Adeno-associated virus (AAV) vectors have been successfully applied in clinical trials in patients with diverse disorders. Two AAV based gene therapy drugs have been recently approved by the FDA. Luxturna has been valued at $850,000 for a one-time treatment for a rare form of blindness and Zolgensma priced at $2,100,000 for spinal muscle atrophy. As such, AAV vector based gene therapy is an increasingly attractive market. Although successful in clinical studies, two concerns restrict broader AAV vector applications for patients requiring liver targeted AAV gene therapy following systemic administration: low human hepatocyte transduction and neutralizing antibody (Nab)-mediated inhibition of AAV transduction. Several approaches have been explored for AAV transduction enhancement or capsid Nab evasion. Engineering of the AAV capsid presents a very powerful and popular technology that has been extensively studied to develop novel AAV vectors for enhanced transduction in animal models or Nab escape in vitro. However, it has been demonstrated that the results from mouse experiments do not recapitulate those of large animals such as primates and dogs. Thus, the data for AAV variants generated in animal cells and organs may not translate into successful human applications. Recently, a mouse xenograft model with human hepatocytes has been used to develop human liver targeted AAV vectors for gene therapy. In our previous studies, we have successfully isolated several AAV mutants from the liver of chimeric mice with human hepatocyte xenografts in the presence of human Nabs (IVIG) using the AAV shuffled capsid library approach. Specifically, BDRK001 (AAV mutant LP2-10) demonstrated a much higher ability to evade Nabs than any other AAV serotypes or mutants. However, BDRK001 was not enhanced for transduction in human hepatocytes when compared to the best natural serotype. In this application, we will use rational design strategy to generate novel AAV capsids by variable region I (VRI) domain swapping of BDRK001 using natural serotypes or mutants with high human liver tropism. This panel will then be evaluated in chimeric mice for human hepatocyte transduction (Aim 1) and Nab evasion (Aim 2). Bedrock's long-term goal of this approach is low dose AAV gene therapy for the successful treatment of a variety of liver diseases, independent of the patient's Nab prevalence.
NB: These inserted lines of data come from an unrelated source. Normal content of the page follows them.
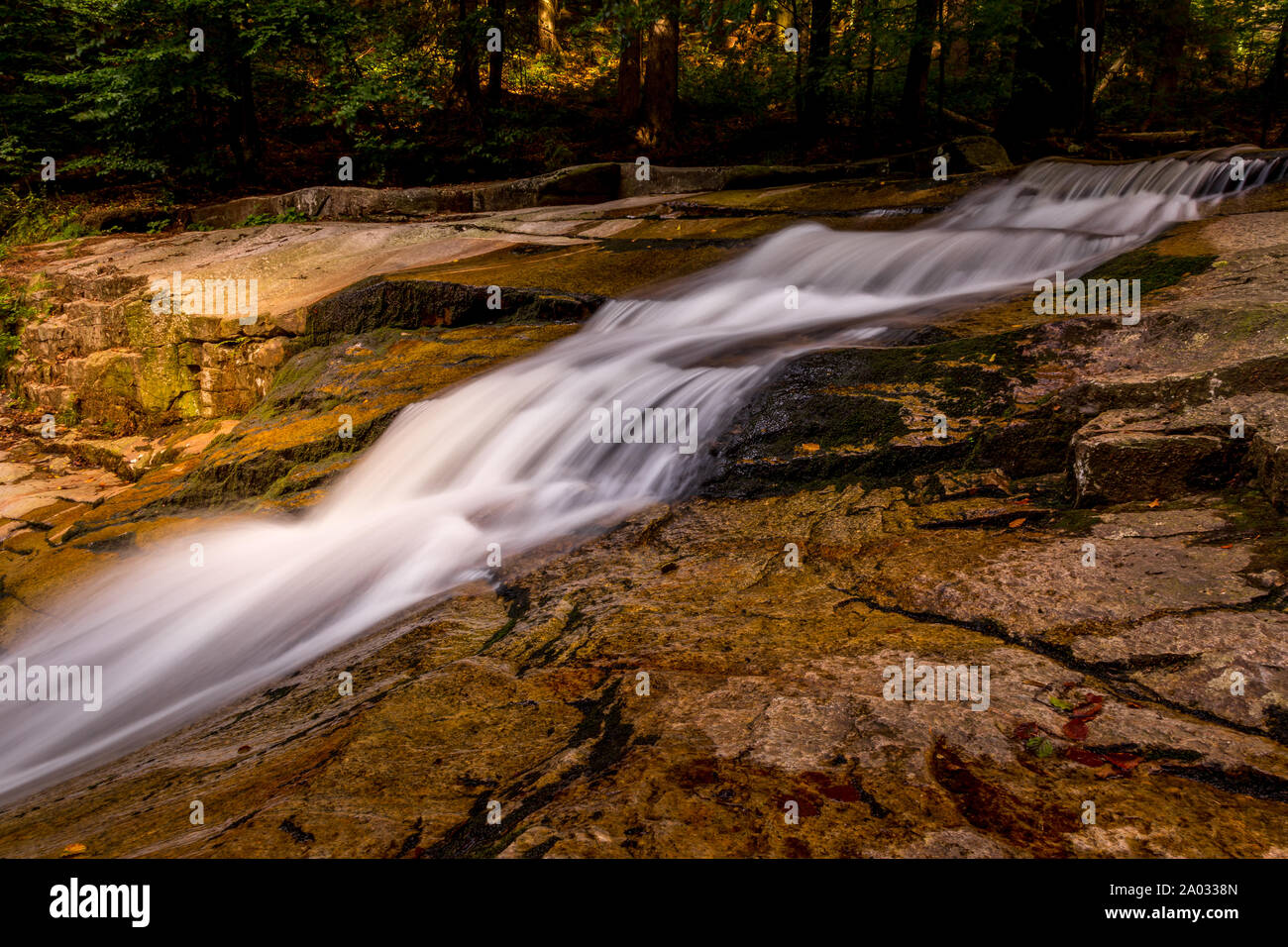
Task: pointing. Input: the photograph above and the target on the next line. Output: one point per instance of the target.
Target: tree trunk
(546, 39)
(629, 72)
(913, 107)
(465, 78)
(1090, 14)
(819, 50)
(868, 134)
(662, 75)
(1175, 17)
(1274, 86)
(496, 59)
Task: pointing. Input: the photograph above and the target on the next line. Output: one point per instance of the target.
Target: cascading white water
(507, 458)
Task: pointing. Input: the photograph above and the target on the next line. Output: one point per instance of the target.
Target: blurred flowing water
(507, 457)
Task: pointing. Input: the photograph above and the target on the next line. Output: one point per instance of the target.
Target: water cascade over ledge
(507, 458)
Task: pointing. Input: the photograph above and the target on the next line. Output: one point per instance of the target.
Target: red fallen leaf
(1090, 707)
(1085, 757)
(1125, 762)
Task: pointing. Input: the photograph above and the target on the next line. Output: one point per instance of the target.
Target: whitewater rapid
(507, 458)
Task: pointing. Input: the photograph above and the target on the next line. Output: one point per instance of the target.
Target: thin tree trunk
(819, 51)
(870, 80)
(629, 71)
(1273, 97)
(1176, 22)
(546, 39)
(465, 78)
(917, 77)
(662, 75)
(496, 59)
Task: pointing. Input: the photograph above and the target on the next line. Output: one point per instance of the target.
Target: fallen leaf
(1076, 729)
(1085, 757)
(1125, 762)
(1041, 746)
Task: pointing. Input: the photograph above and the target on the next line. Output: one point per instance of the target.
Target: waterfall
(509, 458)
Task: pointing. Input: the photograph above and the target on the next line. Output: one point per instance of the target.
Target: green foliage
(14, 311)
(287, 217)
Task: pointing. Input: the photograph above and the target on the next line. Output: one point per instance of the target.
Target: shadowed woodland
(420, 93)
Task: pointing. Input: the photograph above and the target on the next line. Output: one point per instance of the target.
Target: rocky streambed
(678, 684)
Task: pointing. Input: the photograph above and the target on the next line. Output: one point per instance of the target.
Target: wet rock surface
(1086, 523)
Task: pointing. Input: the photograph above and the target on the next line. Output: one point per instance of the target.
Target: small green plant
(287, 217)
(14, 312)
腺相关病毒(AAV)载体已成功地应用于不同疾病患者的临床试验 精神错乱。FDA最近批准了两种基于AAV的基因治疗药物。卢克图尔纳一直是 一种罕见失明的一次性治疗价值850,000美元，Zolgensma定价2,100,000美元 治疗脊椎肌肉萎缩。因此，基于AAV载体的基因治疗是一个越来越有吸引力的市场。 尽管在临床研究中取得了成功，但有两个问题限制了AAV载体在患者中的更广泛应用 全身给药后需要肝靶向AAV基因治疗：低人肝细胞 转导和中和抗体(NAB)介导的AAV转导抑制。几种方法 已探索用于AAV转导增强或衣壳NAB逃避。AAV的工程化 Capsid提供了一种非常强大和流行的技术，已被广泛研究以开发新的 AAV载体在动物模型中增强转导或在体外NAB逃逸。然而，它一直是 证明了小鼠实验的结果不能概括大型动物的结果，如 灵长类动物和狗。因此，在动物细胞和器官中产生的AAV变体的数据可能无法翻译 转化为成功的人类应用。最近，建立了小鼠人肝细胞异种移植模型。 用于研制用于基因治疗的人肝靶向AAV载体。在我们之前的研究中，我们有 从人肝细胞异种移植嵌合小鼠的肝脏中成功分离到几株AAV突变体 使用AAV改组衣壳文库方法的人NAB(IVIG)的存在。具体来说，BDRK001 (AAV突变体LP2-10)表现出比任何其他AAV血清型或 变种人。然而，与BDRK001相比，BDRK001在人肝细胞中的转导没有增强 最佳自然血清型。在这个应用中，我们将使用合理的设计策略来生成新的AAV衣壳，通过 BDRK001的可变区I(VRI)结构域交换使用天然血清型或高人肝突变株 向心性。然后，该小组将在嵌合小鼠身上进行人类肝细胞转导的评估(AIM 1)和 NAB规避(目标2)。Bedock这种方法的长期目标是低剂量AAV基因治疗 成功治疗多种肝病，与患者的NAB患病率无关。